As we drove out of Arizona, we hit a scary thunderstorm. The skies turned dark and the wind and rain hit the windshield so hard that we barely could see. I thought we’d get blown off the road. I kept turning around to check on the dogs. There was a look of terror on Oliver’s face because he hates thunder. However, since they could see us, they seemed OK. Me, not so much. “We’re going to die!” I thought.
But the storm passed and we arrived late at a small town in New Mexico. Luckily, we found a local motel that accepted our dogs, no charge. Surprisingly, the dogs did great. They didn’t bark, they ate their dinner, and they passed out. “This isn’t so bad,” I thought.
On our second night when my husband left the hotel room, Malcolm got between the curtain and the window, barked at everyone who walked by and stared at my husband until he came back inside. You’d have to be a fool to break into our room. He’s a typical German shepherd—always in protection mode.
Heavy rains flooded an Ohio highway and it was washed out and closed. That left us in bumper-to-bumper traffic backed up for miles. We crawled at a literal snail’s pace. We sat there for five hours! Interestingly enough, it didn’t faze the dogs. However, my husband and I were at each other’s throats. It was hot, it was muggy, we were hungry, it smelled like wet dog. We were cramped and we weren’t moving. “Stop yelling. You’re upsetting the dogs,” I said. “I’m not yelling; you’re yelling,” Roger said. And so on as the dogs slept.
Other weather delays and heavy traffic added a sixth day to our trip. When we finally arrived at my sister-in-law’s place in New York, we were exhausted. The dogs had cabin fever and just wanted out of their crates so they could stretch. But we were home, safe and sound, and I was so proud of our dogs.

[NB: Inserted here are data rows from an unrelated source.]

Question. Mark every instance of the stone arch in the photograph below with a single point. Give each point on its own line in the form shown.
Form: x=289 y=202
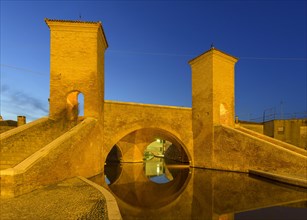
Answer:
x=73 y=104
x=149 y=134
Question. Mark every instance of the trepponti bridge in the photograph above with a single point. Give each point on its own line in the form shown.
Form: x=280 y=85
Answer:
x=64 y=145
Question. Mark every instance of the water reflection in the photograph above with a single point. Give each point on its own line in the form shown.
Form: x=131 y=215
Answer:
x=200 y=194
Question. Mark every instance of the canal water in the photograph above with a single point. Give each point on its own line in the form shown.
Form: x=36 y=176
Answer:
x=158 y=189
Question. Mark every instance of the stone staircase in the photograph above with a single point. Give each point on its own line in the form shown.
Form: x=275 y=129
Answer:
x=20 y=143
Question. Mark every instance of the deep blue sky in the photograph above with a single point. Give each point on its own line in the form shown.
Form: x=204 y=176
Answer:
x=150 y=44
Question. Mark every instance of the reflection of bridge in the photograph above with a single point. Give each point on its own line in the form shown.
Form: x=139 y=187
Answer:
x=63 y=145
x=196 y=194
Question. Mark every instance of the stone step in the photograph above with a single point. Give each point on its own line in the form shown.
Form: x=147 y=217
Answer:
x=5 y=166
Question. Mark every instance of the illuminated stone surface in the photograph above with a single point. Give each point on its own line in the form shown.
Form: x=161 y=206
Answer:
x=68 y=146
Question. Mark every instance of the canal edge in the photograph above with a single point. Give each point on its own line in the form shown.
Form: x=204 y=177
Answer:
x=112 y=207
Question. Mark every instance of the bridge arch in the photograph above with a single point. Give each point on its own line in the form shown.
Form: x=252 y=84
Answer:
x=133 y=141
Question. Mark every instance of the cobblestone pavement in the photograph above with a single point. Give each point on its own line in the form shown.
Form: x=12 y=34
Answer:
x=70 y=199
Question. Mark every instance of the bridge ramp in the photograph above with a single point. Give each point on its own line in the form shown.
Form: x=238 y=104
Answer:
x=19 y=143
x=243 y=150
x=73 y=153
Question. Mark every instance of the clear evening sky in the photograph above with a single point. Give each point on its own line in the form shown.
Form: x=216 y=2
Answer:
x=150 y=44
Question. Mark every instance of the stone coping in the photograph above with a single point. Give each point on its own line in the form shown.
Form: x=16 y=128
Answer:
x=146 y=105
x=112 y=207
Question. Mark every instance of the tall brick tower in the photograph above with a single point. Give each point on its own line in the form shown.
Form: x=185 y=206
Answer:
x=76 y=66
x=212 y=100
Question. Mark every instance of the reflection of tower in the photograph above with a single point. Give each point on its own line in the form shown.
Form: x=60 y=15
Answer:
x=163 y=146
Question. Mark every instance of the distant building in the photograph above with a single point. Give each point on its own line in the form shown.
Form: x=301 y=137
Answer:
x=292 y=131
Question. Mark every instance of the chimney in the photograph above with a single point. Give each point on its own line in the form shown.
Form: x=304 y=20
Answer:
x=21 y=120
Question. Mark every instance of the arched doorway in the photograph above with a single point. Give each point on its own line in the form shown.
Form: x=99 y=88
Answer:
x=74 y=105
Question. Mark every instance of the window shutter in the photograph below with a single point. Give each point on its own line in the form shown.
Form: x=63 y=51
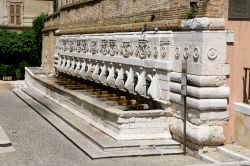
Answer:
x=12 y=14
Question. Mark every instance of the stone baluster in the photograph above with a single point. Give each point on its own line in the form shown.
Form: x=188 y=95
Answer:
x=103 y=75
x=119 y=82
x=129 y=84
x=72 y=67
x=89 y=72
x=82 y=72
x=95 y=75
x=111 y=76
x=140 y=87
x=154 y=88
x=78 y=68
x=66 y=68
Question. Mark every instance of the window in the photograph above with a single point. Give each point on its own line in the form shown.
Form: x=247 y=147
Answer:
x=15 y=13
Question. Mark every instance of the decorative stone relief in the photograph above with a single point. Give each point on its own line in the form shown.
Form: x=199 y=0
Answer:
x=104 y=47
x=196 y=54
x=112 y=49
x=66 y=68
x=129 y=84
x=72 y=67
x=164 y=48
x=212 y=54
x=90 y=70
x=143 y=49
x=78 y=68
x=126 y=49
x=62 y=65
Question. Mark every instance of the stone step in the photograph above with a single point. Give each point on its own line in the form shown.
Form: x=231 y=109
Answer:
x=89 y=139
x=4 y=139
x=96 y=135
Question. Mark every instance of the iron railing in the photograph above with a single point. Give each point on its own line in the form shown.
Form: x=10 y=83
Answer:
x=246 y=86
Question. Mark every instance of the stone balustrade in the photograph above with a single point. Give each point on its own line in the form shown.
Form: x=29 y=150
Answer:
x=149 y=64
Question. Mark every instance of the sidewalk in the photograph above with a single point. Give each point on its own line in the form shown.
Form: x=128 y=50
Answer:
x=38 y=143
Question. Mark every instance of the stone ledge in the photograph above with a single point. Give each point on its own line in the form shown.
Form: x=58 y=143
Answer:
x=201 y=135
x=158 y=64
x=242 y=108
x=204 y=69
x=201 y=81
x=200 y=104
x=202 y=92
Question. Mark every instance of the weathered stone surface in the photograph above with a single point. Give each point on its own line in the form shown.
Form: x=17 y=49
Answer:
x=202 y=92
x=201 y=104
x=200 y=81
x=201 y=135
x=199 y=117
x=242 y=124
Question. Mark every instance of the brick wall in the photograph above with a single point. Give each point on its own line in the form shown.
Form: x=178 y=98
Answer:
x=130 y=15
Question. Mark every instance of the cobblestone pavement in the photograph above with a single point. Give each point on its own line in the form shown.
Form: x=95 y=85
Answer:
x=38 y=143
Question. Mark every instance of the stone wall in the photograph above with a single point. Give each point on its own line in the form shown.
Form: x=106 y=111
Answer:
x=98 y=16
x=48 y=51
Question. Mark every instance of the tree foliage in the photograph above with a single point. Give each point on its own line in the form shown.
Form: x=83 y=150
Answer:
x=19 y=49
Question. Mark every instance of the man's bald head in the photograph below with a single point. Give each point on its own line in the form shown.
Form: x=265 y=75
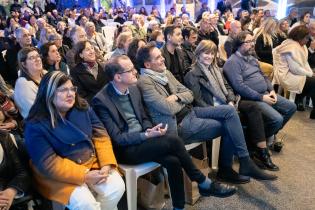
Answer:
x=236 y=27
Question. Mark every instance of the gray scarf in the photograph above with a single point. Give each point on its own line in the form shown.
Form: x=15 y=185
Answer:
x=159 y=77
x=215 y=78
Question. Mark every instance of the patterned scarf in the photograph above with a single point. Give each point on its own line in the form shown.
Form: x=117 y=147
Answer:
x=215 y=78
x=159 y=77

Fast forward to our first winter back home and the first snowfall. Our dogs had never seen snow before. I loved watching them play in the magical white stuff. I guess there really is no place like home…with dogs, of course.
- Plan ahead
- Buy what your dog(s) need ahead of time.
- Take frequent stops go a long way.
- Crates are a safe bet.
- It helps to have a human partner along.
- Never leave dogs alone in a hot car.
- Attach your dog’s leash to his collar or harness, hold on tight, and then open the crate door so he doesn’t have a chance to dart.
- Ensure the leash hooks on securely and that the harness is not too tight or too loose.
- Schedules change when you’re with dogs so be flexible.
- Ensure you make enough stops so the dogs can stretch.
- Motel 6 and La Quinta are great but not necessarily in every town. AAA books list phone numbers for motels in the area and you can call ahead while on the road.
- Be aware: Rest stops have lots of garbage and old food left on the ground. Malcolm almost picked up a piece of food with a nail embedded in it.
- Bring your dogs inside their new home while on leashes, let them smell everything and get used to their new place before letting them loose.
- Find out where to license your dog in your new city/state and find a new vet, groomer, etc. once you’ve arrived.
The adventure was not as bad as I thought, and if you plan in advance, you’ll get through it, too.